In a press release issued today, FIRE warns that congressional legislation reauthorizing the Violence Against Women Act (VAWA) may include new provisions sharply reducing due process protections for college students accused of sexual assault.
A draft of the Violence Against Women Reauthorization Act of 2011 circulated by Senator Patrick Leahy’s office effectively requires that colleges and universities receiving federal funding must employ a “preponderance of the evidence” standard—a 50.01%, “more likely than not” evidentiary burden—when adjudicating student complaints concerning sexual assault. The draft also includes a provision requiring universities to allow alleged victims of sexual assault to appeal the results of college disciplinary hearings, subjecting accused students to a form of “double jeopardy” not allowed in our nation’s courts.
If these proposed legislative changes sound familiar, that’s because they were first contained in the Campus Sexual Violence Elimination (SaVE) Act. (Indeed, Section 304 of the draft VAWA bill is titled “Campus SaVE Act.”) The Campus SaVE Act, introduced in both the Senate and the House of Representatives, contains nearly identical requirements and similarly restricts fundamental due process rights.
And even before the Campus SaVE Act, these changes were mandated by the Department of Education’s Office for Civil Rights (OCR), the federal agency tasked with enforcing federal anti-discrimination statutes. In an April 4, 2011, “Dear Colleague Letter” from Assistant Secretary for Civil Rights Russlynn Ali, OCR mandated that colleges and universities receiving federal funding must employ a preponderance of the evidence standard under Title IX when adjudicating allegations of sexual harassment and sexual assault—a requirement the 39-year-old law had not previously been interpreted to contain.

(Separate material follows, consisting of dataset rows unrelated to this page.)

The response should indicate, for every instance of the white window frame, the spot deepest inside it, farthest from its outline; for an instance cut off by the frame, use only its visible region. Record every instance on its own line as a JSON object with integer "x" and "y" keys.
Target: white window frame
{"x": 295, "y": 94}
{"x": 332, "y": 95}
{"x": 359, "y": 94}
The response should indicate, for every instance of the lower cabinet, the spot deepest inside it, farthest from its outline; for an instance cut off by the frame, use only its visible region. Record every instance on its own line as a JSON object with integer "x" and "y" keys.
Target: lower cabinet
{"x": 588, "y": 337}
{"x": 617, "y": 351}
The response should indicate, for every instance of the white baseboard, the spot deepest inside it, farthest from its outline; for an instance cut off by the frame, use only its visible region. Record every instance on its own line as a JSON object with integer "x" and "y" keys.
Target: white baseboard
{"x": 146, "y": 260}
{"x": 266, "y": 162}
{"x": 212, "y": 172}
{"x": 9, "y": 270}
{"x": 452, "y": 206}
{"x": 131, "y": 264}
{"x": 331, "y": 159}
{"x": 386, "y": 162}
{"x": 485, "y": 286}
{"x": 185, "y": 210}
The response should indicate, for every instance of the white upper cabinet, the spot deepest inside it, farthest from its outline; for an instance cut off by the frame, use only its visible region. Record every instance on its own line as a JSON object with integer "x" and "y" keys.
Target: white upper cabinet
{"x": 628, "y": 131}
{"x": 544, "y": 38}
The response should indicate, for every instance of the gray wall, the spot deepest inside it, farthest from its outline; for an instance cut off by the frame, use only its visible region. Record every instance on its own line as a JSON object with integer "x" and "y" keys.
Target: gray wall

The draft bill provides that colleges adjudicating student complaints concerning sexual assault must “apply the standard of proof recommended by the most recent Guidance issued by the Department of Education’s Office for Civil Rights” (OCR). This would codify OCR’s new regulation on standard of proof, which has already coerced colleges and universities across the country to abandon their commitment to due process protections for students accused of sexual assault.
As FIRE pointed out in our May 5, 2011, open letter to OCR, Supreme Court precedent argues strongly against using the preponderance of the evidence standard in campus hearings concerning allegations of sexual harassment or sexual violence. Preponderance of the evidence is our judiciary’s lowest evidentiary standard and provides insufficient protection to students accused of serious misconduct. In our letter, we explained that lowering the burden of proof in sexual assault cases will reduce confidence in campus judiciary systems and inevitably result in more incorrect guilty verdicts.
The draft bill also provides that colleges must maintain “procedures for the accused and the victim [emphasis added] to appeal the results of the institutional disciplinary proceeding.” The requirement contradicts the Fifth Amendment’s prohibition on “double jeopardy,” whereby someone accused of a crime cannot be tried again for the same charge once the original hearing has properly ended in either acquittal or conviction. For the same reasons of fundamental fairness that our criminal justice system does not allow the accused to face double jeopardy, Congress should not force college students to face a second hearing for the same charge. Further, allowing accusers to appeal a not-guilty finding amplifies the due process problems introduced by the preponderance of the evidence mandate.
Unfortunately, OCR has failed to respond to FIRE’s letter or to two letters from the American Association of University Professors in defense of due process rights.
As FIRE President Greg Lukianoff said in today’s press release, “Reducing protections for students who are accused of serious misconduct will not increase justice.” That’s why FIRE is urging citizens to contact their Senators and ask them to reject these provisions in the draft bill. To be clear, FIRE holds no position on any other section of VAWA or the draft bill.